Problems With Reading Week


Dear Editor,

I have a little bit of a problem with reading week. To be honest, the idea of giving the entire student body a week off to “read” is excellent. Whoever came up with it should get a medal. No, seriously. Especially considering that it falls nicely in the middle of “hell week”. Midterms, assignments, presentations, etc. What better way to alleviate the stress than to take a week off and… read?

Therein lies the problem. Seriously, who actually does anything remotely related to reading during this most wonderful of weeks? Having just finished a boatload of assignments and presentations, I’m given five days (seven if you count the weekends) off, and I’m expected to do even more work. It’s a bit of a tease, if you ask me. I feel kind of like an oversized rabbit with a carrot dangling two feet in front of my face — and I’ve been placed on a treadmill. So basically, I’m getting nowhere with this “reading” that they speak of.

Its all about prioritization, I suppose. But even then, I must be terrible at that too. My reading week usually starts with a couple of big decisions. You know, things like which parties to attend, which clubs to visit downtown, and of course, domestic beers or imports? It doesn’t help, either, that as a full time student, and part time employee, the current economic crisis affords me precisely one shift a week. And I don’t get paid until next week. Its amazing how hard it is to stretch a dollar over an entire week.

But I digress, its not all about the partying. There is also the perfect chance to get a little bit of exercise in as well. And what better way to do that then barrelling down a snow covered hill with my feet strapped to a snowboard. Honestly, how could I be expected to do any reading with such perfect boarding weather? Instead of sharpening my pencil, I only want to sharpen my edges, and carve into some powder.

Reading week is a cruel joke. I, and probably each and every student, told myself on the first day of the break that I would get through so many chapters, and finish this many assignments. The reality of it is that without the kick in the pants of having to wake up early for class, or the constant reminder of what’s due, and how many pages to write, nothing actually gets done.
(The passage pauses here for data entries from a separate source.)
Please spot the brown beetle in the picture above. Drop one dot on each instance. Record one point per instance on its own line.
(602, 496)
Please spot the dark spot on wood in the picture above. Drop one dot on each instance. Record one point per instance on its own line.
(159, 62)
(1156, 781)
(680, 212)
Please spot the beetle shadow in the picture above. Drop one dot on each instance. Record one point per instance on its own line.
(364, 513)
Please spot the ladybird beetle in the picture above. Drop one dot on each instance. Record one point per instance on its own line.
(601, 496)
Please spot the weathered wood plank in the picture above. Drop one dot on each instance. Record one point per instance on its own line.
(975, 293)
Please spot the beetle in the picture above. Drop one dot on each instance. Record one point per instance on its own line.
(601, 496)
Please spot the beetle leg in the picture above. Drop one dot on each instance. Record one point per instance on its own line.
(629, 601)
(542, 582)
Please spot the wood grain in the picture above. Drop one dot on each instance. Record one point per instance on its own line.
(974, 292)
Reading week is like a fantasy that doesn’t quite make it to reality. We all know that we should be doing schoolwork, but we can’t neglect our social lives either. And as the days pass by, one drunken pub crawl at a time, the fantasy comes crashing down with the realization that I have a midterm on Monday that I’ve yet to prepare for. School resumes like nothing ever happened. Those pages that we were supposed to read for class on Tuesday remain unread. That assignment that’s due on Wednesday gets nudged back up to the top of the to-do list. The group meeting for the presentation on Thursday never happened. And Friday might just as well be a write-off.

So here I sit, sore from multiple wipe-outs on my snowboard (hey, I only picked up the sport this year), working through a hangover from an amazing party last night, and squinting at the computer screen and trying to stay awake as I study for an examination that will surely leave me in the dust.

So why do they even call it reading week when they know that we’re probably going to do everything but reading? I reiterate my previous statement. Reading week is a cruel joke.